Brandishing her pen like a weapon, Montague attempts to knock down the singer and the art form with such loaded questions as: "It is hard not to see opera as anything other than elite and yet you have said that it's relevant to people of all walks of life. Would you really say that of it now?"
"Absolutely," the baritone smoothly counterpunches. Opera, he explains, comes from a deep desire to tell a story of how people interact with themselves. It's "a laboratory of dilemmas of people, and that can only always be relevant in my opinion."
Opinions about Montague's performance are running sharp on YouTube. Some are calling her "absurd." A few say she is just doing her job. Others find humor in some of her boldest allegations, such as: "At the moment, the only people really watching opera are the richest, most educated in the world."
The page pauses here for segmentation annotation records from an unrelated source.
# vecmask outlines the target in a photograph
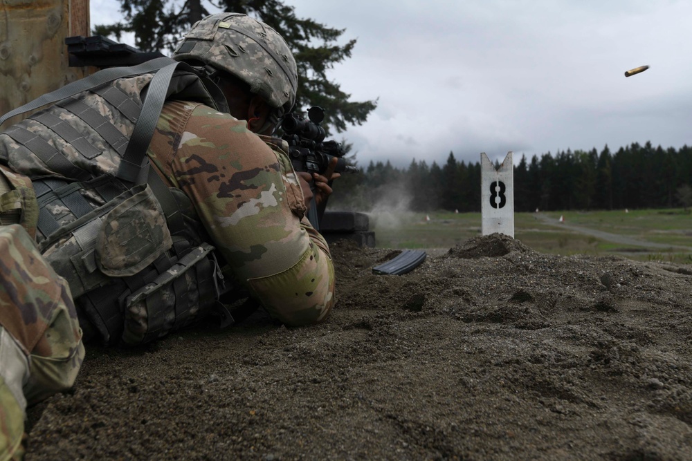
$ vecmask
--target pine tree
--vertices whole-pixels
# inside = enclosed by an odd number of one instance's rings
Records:
[[[351,95],[329,80],[327,71],[351,57],[356,40],[344,45],[338,40],[345,29],[336,29],[295,16],[293,6],[282,0],[185,0],[183,6],[172,0],[120,0],[125,21],[97,25],[94,32],[114,35],[135,34],[135,46],[143,51],[172,52],[177,41],[202,17],[218,10],[244,13],[273,28],[293,53],[298,69],[296,110],[310,106],[325,109],[322,125],[338,132],[347,124],[362,124],[376,106],[374,101],[351,101]]]

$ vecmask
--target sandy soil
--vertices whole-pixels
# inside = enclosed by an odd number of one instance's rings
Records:
[[[91,348],[30,411],[27,460],[692,459],[692,266],[332,245],[338,303]]]

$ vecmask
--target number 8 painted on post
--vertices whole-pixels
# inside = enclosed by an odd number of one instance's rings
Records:
[[[495,169],[485,153],[481,160],[481,233],[504,234],[514,238],[514,165],[508,152]]]
[[[498,189],[500,189],[499,191]],[[490,185],[490,206],[493,208],[502,208],[507,203],[507,198],[504,196],[504,183],[502,181],[493,181]],[[498,194],[499,192],[499,194]],[[498,205],[498,197],[500,197],[500,205]]]

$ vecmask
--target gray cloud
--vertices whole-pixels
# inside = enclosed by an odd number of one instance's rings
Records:
[[[113,14],[92,0],[92,23]],[[528,157],[631,142],[690,144],[692,3],[673,0],[287,2],[345,28],[352,58],[330,78],[379,98],[344,133],[361,165]],[[113,8],[112,6],[111,8]],[[95,19],[98,14],[105,19]],[[643,64],[646,72],[626,78]]]

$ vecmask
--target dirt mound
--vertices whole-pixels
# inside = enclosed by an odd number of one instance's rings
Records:
[[[329,319],[91,348],[27,460],[689,460],[692,271],[471,239],[402,276],[331,247]]]
[[[451,248],[448,254],[455,258],[471,259],[482,256],[504,256],[512,252],[529,253],[532,251],[518,240],[504,234],[492,234],[470,238],[462,245]]]

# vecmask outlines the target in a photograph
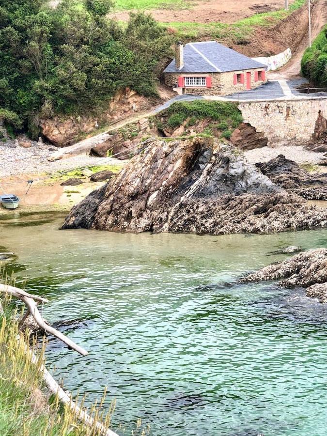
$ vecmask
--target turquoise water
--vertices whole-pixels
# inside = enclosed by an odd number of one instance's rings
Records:
[[[90,355],[51,340],[48,364],[90,402],[108,386],[120,435],[138,418],[153,436],[327,435],[327,305],[237,281],[286,258],[269,254],[281,247],[327,247],[327,230],[133,235],[61,222],[5,222],[0,245],[28,290],[50,300],[48,321],[83,320],[65,332]]]

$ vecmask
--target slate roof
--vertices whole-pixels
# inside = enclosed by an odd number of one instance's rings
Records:
[[[164,73],[223,73],[266,67],[215,41],[186,44],[184,58],[182,68],[177,69],[174,59]]]

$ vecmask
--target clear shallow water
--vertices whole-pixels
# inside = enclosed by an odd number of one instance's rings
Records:
[[[114,429],[138,418],[153,436],[327,435],[327,307],[303,291],[238,284],[286,258],[281,246],[327,246],[327,231],[197,236],[59,231],[61,221],[0,227],[30,292],[86,358],[50,342],[73,392],[109,388]],[[22,219],[17,224],[21,224]],[[26,268],[26,270],[22,268]]]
One commenter writes: "I didn't realize I was one of the richest people of this world. Just because I enjoy that strange stuff written, oh my God, 200 years ago and can afford a 20-quid ticket. Thank you, Sarah Montague!"
For his own performance, Hampson lands a few impassioned points about the perceived barriers between his world and pop culture.
"Classical music gets a hard rap sometimes," he says. "Just because it's a more formalized, structured use of tone, harmony and melody does not make it any less relevant to our emotional impact of what we're hearing or why we're hearing it."
"The impetus of a magnificent song, whether it's the Beatles or Mozart, comes from the same place of the heart and mind. This living thing says, 'I want to express what I feel or what I remember about being alive at this moment.' To me the contexts of different kinds of music and historical perspectives are prisms. It's one river, many wells."
No doubt, opera and classical music will continue to astound some, repel some and, oddly enough, inspire others to take all it into the boxing ring.